By way of background, the parties were married on August 10, 2005 and resided at Ken Gardens Apartments in Cliffwood. Their relationship, however, became strained, and about one month before the incident on April 27, 2008, plaintiff had filed for divorce. Nevertheless, on Sunday, April 27, 2008, the couple went to a restaurant for lunch and then shopping. This much is undisputed. According to plaintiff, defendant had a few drinks at lunch and began talking about their relationship and a possible reconciliation. The discussion continued upon their return home at about 4:00 p.m. When plaintiff eventually indicated a willingness to consider that option, defendant hugged her but then pushed her down on the bed and started to "force himself into" her. Plaintiff resisted, but defendant persisted, managing to take her pants off and professing that he missed her, having not been intimate with her for over a month. After struggling with him for about ten minutes, plaintiff eventually gave up because she "got tired." Afterwards, she left the house, checked into a nearby inn, and did not return home until after defendant vacated the premises sometime mid- week. In the meantime, she told her closest friends of the incident and, on Monday, called her gynecologist, who examined plaintiff the next day, Tuesday, April 29. Plaintiff also arranged with building management to change the locks on her door.

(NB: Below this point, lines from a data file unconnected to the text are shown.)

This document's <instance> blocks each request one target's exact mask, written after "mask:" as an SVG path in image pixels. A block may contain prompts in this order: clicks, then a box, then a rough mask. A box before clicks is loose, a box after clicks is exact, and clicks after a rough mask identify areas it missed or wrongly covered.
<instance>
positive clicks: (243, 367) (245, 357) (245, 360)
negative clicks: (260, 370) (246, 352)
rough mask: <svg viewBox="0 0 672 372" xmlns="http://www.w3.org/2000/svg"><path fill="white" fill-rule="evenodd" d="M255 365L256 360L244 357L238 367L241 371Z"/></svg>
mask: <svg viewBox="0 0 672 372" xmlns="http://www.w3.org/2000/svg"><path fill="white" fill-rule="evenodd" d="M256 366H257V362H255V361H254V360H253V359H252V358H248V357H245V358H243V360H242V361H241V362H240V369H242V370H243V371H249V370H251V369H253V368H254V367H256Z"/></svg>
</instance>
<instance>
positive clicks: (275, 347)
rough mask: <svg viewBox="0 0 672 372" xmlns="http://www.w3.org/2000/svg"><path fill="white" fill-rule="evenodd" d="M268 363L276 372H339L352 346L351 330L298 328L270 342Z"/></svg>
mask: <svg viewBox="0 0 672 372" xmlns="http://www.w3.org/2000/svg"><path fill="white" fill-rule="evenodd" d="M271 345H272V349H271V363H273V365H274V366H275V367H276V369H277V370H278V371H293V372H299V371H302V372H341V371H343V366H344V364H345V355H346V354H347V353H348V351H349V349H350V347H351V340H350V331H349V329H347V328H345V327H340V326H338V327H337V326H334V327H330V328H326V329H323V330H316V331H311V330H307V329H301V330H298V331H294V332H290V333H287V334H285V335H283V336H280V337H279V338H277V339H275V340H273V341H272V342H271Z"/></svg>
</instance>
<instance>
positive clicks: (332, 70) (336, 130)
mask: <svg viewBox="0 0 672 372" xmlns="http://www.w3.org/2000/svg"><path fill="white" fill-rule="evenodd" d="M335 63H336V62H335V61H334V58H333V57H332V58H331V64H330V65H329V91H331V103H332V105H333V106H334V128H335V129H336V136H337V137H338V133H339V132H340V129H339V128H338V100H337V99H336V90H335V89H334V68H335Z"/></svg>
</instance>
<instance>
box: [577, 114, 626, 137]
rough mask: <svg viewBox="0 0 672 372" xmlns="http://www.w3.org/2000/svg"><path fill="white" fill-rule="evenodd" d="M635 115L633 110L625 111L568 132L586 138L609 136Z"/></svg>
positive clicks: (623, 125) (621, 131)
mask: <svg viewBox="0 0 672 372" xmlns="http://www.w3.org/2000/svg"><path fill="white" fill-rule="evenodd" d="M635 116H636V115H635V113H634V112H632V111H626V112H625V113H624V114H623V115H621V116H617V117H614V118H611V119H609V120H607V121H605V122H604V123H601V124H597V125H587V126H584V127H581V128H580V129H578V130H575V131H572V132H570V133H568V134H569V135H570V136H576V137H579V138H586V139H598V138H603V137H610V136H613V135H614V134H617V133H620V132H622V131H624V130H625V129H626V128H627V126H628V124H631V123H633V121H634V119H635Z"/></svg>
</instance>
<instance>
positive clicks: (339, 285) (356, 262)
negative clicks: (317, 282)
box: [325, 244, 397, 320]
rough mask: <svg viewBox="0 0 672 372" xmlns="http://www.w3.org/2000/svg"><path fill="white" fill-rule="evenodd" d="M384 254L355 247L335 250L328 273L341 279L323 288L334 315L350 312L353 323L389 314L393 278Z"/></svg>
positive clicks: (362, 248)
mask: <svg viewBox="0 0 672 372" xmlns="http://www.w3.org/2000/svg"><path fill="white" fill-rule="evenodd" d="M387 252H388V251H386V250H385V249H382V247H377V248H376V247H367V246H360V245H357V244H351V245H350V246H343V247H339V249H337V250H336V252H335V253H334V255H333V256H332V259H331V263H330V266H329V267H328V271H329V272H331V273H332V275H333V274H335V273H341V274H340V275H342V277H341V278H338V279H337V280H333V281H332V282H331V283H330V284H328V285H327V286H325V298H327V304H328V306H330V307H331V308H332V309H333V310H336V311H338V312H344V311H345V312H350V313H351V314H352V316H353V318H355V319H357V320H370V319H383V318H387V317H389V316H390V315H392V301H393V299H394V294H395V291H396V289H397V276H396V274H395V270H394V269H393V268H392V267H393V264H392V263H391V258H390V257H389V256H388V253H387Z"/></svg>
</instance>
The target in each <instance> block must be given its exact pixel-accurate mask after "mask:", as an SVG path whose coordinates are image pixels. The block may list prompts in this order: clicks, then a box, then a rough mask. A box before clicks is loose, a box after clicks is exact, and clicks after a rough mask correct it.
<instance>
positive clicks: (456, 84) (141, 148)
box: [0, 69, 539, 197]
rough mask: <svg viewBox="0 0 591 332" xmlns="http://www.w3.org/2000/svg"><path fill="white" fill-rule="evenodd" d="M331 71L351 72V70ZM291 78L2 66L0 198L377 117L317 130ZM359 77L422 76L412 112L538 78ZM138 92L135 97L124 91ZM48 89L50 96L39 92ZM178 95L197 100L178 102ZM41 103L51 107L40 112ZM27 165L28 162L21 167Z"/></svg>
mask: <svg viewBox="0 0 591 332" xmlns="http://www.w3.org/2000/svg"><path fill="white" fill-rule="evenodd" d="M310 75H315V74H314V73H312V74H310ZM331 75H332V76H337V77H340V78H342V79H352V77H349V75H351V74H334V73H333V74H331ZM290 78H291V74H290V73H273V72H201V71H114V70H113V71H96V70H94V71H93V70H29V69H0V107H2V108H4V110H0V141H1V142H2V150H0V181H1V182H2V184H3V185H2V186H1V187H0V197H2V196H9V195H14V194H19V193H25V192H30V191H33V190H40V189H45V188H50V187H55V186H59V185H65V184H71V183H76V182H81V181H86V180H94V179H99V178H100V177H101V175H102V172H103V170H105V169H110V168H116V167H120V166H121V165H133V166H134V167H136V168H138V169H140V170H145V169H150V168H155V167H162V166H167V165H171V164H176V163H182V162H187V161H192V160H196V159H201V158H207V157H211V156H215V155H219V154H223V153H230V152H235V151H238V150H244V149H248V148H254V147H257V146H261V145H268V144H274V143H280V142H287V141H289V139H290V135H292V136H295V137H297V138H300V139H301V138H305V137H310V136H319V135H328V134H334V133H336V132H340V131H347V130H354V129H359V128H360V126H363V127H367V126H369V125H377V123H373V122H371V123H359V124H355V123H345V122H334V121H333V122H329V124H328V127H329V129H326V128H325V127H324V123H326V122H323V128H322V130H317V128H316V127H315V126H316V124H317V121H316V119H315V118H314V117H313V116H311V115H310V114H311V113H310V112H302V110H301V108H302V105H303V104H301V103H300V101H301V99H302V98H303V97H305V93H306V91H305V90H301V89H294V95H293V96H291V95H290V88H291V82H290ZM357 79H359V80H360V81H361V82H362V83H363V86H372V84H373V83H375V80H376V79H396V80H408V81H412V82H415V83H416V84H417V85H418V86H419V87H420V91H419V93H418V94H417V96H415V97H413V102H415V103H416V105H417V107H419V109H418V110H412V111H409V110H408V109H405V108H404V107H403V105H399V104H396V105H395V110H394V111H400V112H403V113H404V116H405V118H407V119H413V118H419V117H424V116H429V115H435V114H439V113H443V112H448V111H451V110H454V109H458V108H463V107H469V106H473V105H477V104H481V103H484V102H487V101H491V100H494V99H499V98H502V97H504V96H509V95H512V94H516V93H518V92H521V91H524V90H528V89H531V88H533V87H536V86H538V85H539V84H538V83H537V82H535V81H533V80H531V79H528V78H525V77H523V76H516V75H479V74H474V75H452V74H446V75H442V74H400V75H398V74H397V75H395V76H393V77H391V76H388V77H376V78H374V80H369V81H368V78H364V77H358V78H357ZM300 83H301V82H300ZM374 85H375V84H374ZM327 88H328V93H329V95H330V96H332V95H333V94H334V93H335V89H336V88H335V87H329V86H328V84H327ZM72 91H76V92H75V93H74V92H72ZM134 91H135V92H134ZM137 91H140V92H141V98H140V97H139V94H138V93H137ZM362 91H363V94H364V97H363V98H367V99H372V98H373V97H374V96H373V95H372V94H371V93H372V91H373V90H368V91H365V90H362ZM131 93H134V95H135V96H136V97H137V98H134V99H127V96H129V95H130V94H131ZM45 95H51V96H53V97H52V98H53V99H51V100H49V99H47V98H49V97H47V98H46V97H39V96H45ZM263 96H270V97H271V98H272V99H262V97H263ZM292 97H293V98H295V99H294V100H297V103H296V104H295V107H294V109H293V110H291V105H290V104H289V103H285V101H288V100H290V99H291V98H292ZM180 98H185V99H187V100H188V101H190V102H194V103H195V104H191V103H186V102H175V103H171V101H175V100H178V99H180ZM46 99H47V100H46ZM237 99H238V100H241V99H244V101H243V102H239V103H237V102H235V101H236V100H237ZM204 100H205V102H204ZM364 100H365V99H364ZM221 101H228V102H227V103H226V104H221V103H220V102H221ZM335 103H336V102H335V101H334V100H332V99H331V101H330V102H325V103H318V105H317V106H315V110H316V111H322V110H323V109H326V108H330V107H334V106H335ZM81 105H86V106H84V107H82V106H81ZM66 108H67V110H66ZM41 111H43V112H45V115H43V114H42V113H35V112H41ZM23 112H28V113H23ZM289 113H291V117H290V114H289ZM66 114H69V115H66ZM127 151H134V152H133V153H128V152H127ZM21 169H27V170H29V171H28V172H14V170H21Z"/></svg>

Defendant denied ever sexually assaulting plaintiff. About three months prior to the alleged incident, he accused plaintiff of adultery, citing 45 voicemail messages from her boyfriend to plaintiff. According to defendant, after lunching and shopping on April 27, they returned home and had a few drinks. To relieve his neck pain, plaintiff gave him neck massage. He then laid down in bed, because he was feeling sick. When he awoke, plaintiff had already left.
On May 2, 2008, plaintiff obtained a temporary restraining order under the Prevention of Domestic Violence Act, N.J.S.A. 2C:25-17 to -35, based on her complaint alleging that defendant sexually assaulted her. N.J.S.A. 2C:14-2; N.J.S.A. 2C:25-19a(7). At the final hearing, both testified as to their respective versions of the incident. At the close of evidence, the judge credited plaintiff's account, finding that defendant forced himself sexually upon her and thereby committed an act of domestic violence.

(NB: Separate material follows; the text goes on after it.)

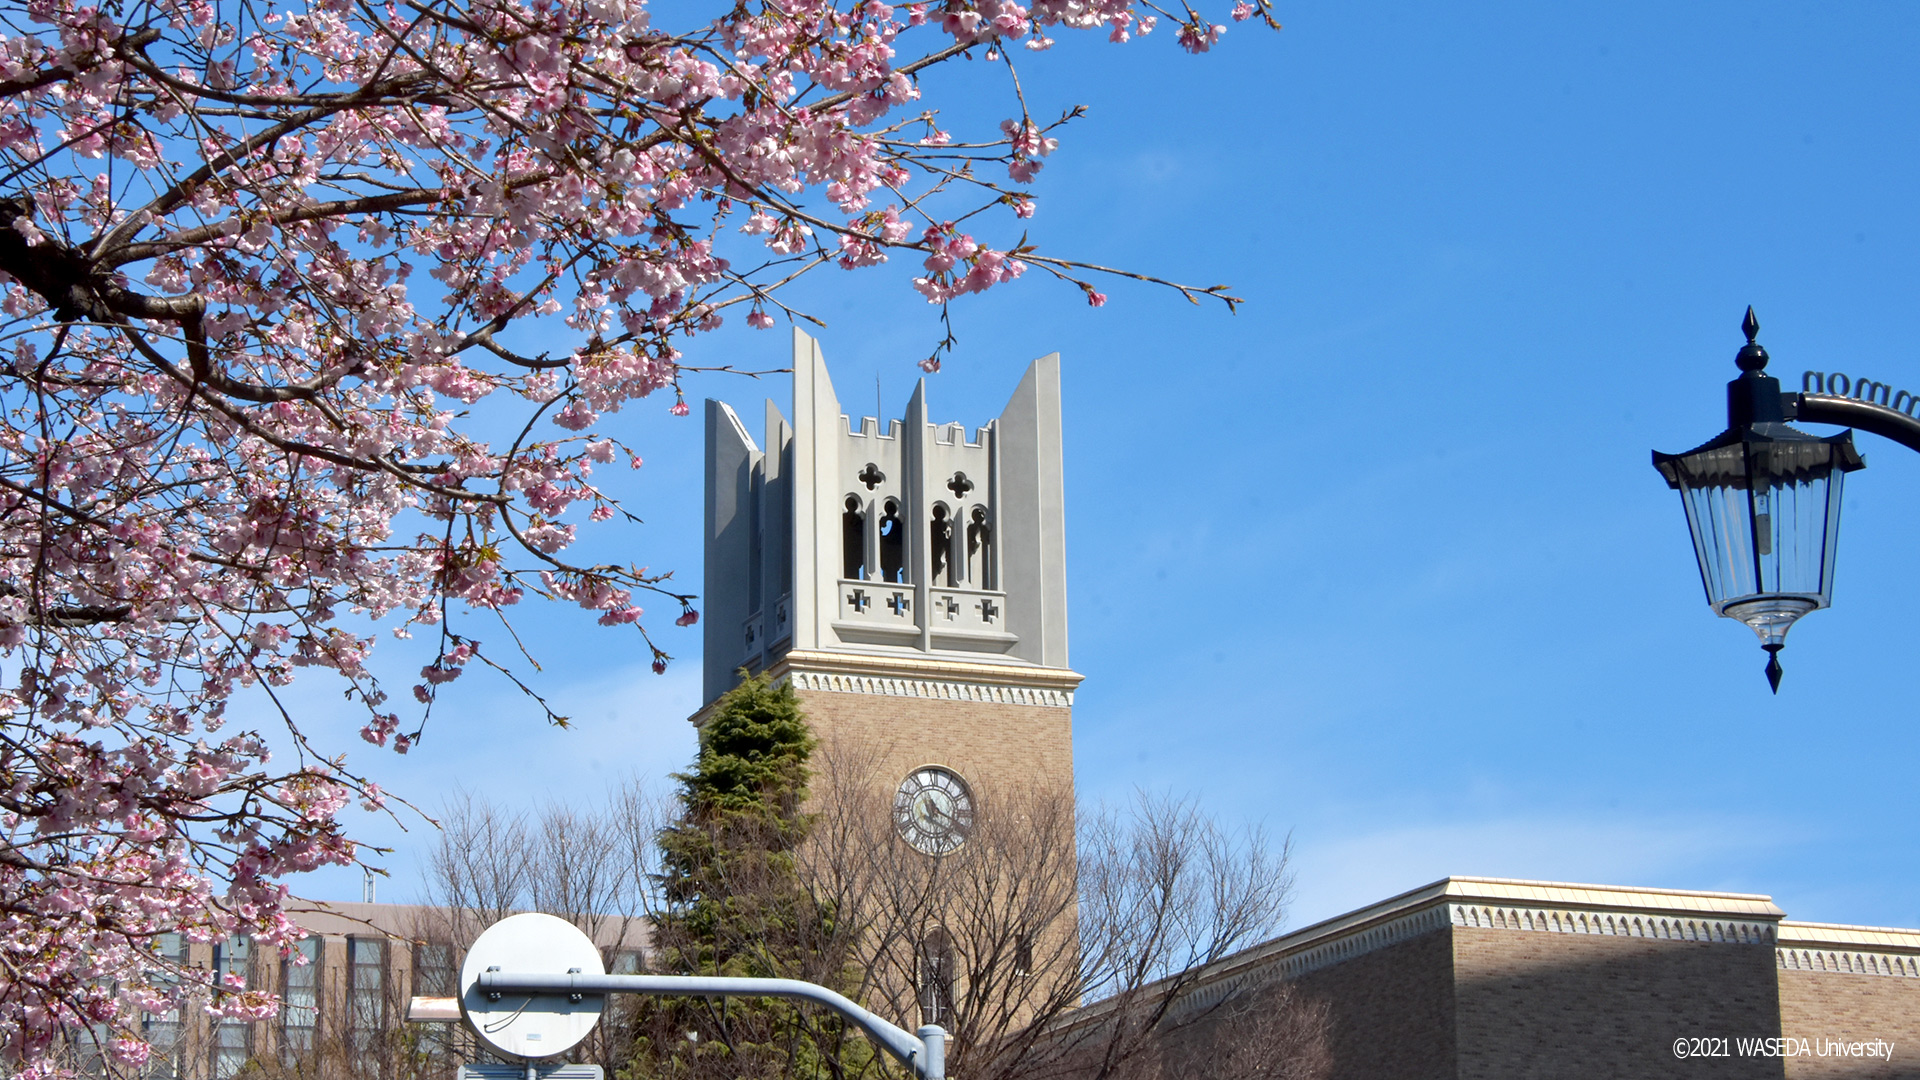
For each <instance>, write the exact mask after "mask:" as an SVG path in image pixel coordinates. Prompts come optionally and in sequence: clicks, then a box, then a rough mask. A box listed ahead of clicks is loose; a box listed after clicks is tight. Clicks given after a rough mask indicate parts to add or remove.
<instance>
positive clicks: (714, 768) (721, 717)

The scope of our review is limited. On account of "the family courts' special jurisdiction and expertise in family matters, appellate courts should accord deference to family court fact finding." Cesare v. Cesare, 154 N.J. 394, 413 (1998). This is especially so where, as here, the evidence is testimonial, and the trial judge has had the opportunity to observe the witnesses and evaluate their credibility. Ibid.

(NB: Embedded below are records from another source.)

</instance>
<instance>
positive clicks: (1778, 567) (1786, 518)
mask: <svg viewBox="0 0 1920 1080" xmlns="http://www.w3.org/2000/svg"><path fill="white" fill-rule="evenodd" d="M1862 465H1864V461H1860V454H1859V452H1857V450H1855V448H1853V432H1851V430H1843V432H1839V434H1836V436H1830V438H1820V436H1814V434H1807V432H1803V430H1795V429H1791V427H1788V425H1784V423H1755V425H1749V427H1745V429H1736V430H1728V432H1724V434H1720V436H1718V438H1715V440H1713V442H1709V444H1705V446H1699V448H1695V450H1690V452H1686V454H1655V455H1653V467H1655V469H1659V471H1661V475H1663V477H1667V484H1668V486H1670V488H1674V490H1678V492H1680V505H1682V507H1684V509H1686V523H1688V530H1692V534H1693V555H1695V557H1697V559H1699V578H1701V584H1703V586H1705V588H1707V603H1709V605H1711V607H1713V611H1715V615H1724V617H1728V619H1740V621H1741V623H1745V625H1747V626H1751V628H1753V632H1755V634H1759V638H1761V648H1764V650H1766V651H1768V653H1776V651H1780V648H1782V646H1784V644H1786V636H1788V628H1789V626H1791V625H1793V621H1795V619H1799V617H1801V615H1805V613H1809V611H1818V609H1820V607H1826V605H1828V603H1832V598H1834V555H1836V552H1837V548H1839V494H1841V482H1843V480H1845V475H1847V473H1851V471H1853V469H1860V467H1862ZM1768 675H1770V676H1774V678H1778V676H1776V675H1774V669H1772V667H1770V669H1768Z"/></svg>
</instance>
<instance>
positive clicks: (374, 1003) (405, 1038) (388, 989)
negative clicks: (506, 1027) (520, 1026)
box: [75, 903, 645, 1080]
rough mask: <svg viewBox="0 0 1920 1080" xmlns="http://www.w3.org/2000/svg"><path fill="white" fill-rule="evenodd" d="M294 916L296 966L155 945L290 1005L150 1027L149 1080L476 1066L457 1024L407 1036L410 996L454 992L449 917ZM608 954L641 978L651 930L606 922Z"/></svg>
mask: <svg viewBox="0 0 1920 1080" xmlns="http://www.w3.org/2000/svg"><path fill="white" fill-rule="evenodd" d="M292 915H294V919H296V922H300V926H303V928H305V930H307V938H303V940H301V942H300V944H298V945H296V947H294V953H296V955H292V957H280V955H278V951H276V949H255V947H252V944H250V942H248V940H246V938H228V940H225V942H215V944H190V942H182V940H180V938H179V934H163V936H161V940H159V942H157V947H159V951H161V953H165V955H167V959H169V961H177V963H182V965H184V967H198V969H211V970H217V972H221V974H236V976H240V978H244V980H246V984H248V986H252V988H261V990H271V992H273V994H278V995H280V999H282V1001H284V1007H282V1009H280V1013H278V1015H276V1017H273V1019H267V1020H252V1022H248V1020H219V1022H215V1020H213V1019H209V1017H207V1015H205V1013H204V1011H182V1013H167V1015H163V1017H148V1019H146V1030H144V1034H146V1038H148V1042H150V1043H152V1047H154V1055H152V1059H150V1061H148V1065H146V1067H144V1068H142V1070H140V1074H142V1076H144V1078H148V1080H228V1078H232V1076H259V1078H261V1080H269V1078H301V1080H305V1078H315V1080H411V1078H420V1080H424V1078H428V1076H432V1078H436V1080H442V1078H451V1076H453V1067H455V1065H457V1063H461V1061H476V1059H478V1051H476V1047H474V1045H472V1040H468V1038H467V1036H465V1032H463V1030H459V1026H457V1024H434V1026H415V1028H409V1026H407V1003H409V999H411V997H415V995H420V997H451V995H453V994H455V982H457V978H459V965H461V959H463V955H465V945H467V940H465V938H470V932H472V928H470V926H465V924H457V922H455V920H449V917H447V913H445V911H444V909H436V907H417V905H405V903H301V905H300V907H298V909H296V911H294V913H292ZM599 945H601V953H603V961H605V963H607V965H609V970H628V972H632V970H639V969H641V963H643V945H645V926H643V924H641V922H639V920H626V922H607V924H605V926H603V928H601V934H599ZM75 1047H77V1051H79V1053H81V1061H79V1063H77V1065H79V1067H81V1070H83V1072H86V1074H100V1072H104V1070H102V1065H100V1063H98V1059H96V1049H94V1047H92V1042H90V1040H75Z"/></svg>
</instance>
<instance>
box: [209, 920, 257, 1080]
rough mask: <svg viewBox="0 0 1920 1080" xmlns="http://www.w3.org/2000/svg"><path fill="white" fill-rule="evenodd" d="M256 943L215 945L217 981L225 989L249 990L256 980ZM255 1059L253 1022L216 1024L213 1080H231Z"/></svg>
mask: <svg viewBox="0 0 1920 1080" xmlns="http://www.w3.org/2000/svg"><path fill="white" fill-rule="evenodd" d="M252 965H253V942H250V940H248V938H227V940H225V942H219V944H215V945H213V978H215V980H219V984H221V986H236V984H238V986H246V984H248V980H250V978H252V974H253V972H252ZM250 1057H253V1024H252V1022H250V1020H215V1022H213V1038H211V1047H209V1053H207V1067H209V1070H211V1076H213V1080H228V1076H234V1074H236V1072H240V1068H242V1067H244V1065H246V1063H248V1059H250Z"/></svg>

Based on our review of the record, we are satisfied that there was sufficient, credible evidence for the trial judge to conclude that defendant committed an act of domestic violence against plaintiff. Pascale v. Pascale, 113 N.J. 20, 33 (1988); Rova Farms Resort, Inc. v. Investors Ins. Co., 65 N.J. 474, 483-84 (1974). Moreover, we see no abuse of the court's discretion in disallowing the boyfriend's 45 recorded messages into evidence. State v. Carter, 91 N.J. 86, 106 (1982). As a threshold matter, the issue was never properly raised below and, therefore, the record fails to disclose the actual substance of the messages for us to make an informed determination on appeal. See Neider v. Royal Indem. Ins. Co., 62 N.J. 229, 234 (1973). But even assuming that these items may suggest a possible motive to fabricate the sexual assault allegation, we find their relevancy so attenuated and marginal on the one hand, and, on the other, the confusion and consumption of time generated thereby so undue as to warrant their exclusion. N.J.R.E. 403; State v. Carter, supra, 91 N.J. at 106.